Several liberal Senate Democrats such as Sen. Russ Reingold of Wisconsin and Sen. Dick Durbin of Illinois, along with Independent Bernie Sanders of Vermont, have proposed a bill known as the Justice Act, which would curb many of the sweeping powers of the Patriot Act. The bill would reauthorize the expiring Patriot Act provisions, but would add new limits: roving wiretaps could no longer target John Doe suspects and would require identification of the target. It would also leave in place the ability of the Foreign Intelligence Surveillance Court to compel document disclosure, but would limit that power to the records of people connected to terrorism or espionage. It would make numerous other changes, such as limiting use of National Security Letters — a power the FBI has misused in the past, according to the Inspector General of the Justice Department — to force document disclosure and lifting telecommunication companies' immunity from civil claims arising from the Bush Administration's warrantless wiretaps.It is amazing that this has taken so long. The PATRIOT Act, and the handful of other similarly rationalized legal and extralegal precedents set over the course of the last nine years, are likely some of the most poisonous and potentially long-lasting remnants of the Bush administration's legacy. What's more amazing is the failure of even the progressives, both within the administration and within Congress, to get behind the reform.

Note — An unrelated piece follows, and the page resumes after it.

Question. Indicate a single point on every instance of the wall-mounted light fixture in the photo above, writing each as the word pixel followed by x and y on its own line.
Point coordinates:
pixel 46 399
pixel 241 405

Holder...laid out the new guidelines in a four-page memo specifying that state secrecy would only be invoked when genuine or significant harm to national defense or foreign relations is at stake.In other words, the Obama administration is taking the bold step of upholding most of the more odious practices of the previous administration--but pinky-swearing that they'll only act upon them when it's super-duper important. I imagine this is just the kind of binding resolution the founding fathers had in mind when they thought to provide checks and balances between the branches.
And then more surprising:
One thing is conspicuously missing from Feingold's bill: The sponsorship of Sen. Patrick Leahy, the chairman of the Senate Intelligence Committee. Leahy has proposed a different bill, which does not go as far as Feingold’s.I like Patrick Leahy. I want him to be in the right. But on this particular issue, Feingold is the only Senator with any degree of established credibility. Here is the grand legislative opposition that raised up against the 2001 Patriot Act:
NAYs ---1 Feingold (D-WI)Personally, I have hope for Bernie Sanders too. That makes two Senators who are in most cases politically palatable.
(Source: US Senate)
Given the still embryonic stage of what may very well eventually be called the JUSTICE Act, maybe it isn't quite fair to start criticizing the Obama administration for its lack of--or otherwise uselessly tepid--support. But here's a hint:
Assistant Attorney General David Kris, chief of the Department of Justice's National Security Division, said the Administration had not fully reviewed or taken a stance on either [the Feingold or the Leahy] bill. Justice officials say they're willing to discuss added protections for civil liberties and privacy, but only so long as they don't dilute the government's authority to exercise its powers.A solid, well-intentioned point, Mr. Kris. Except that diluting the powers of the government is the entire fucking point. If only the administration were willing to offer such bullshit compromises to the real opposition, we might actually have a reasonably functional healthcare system.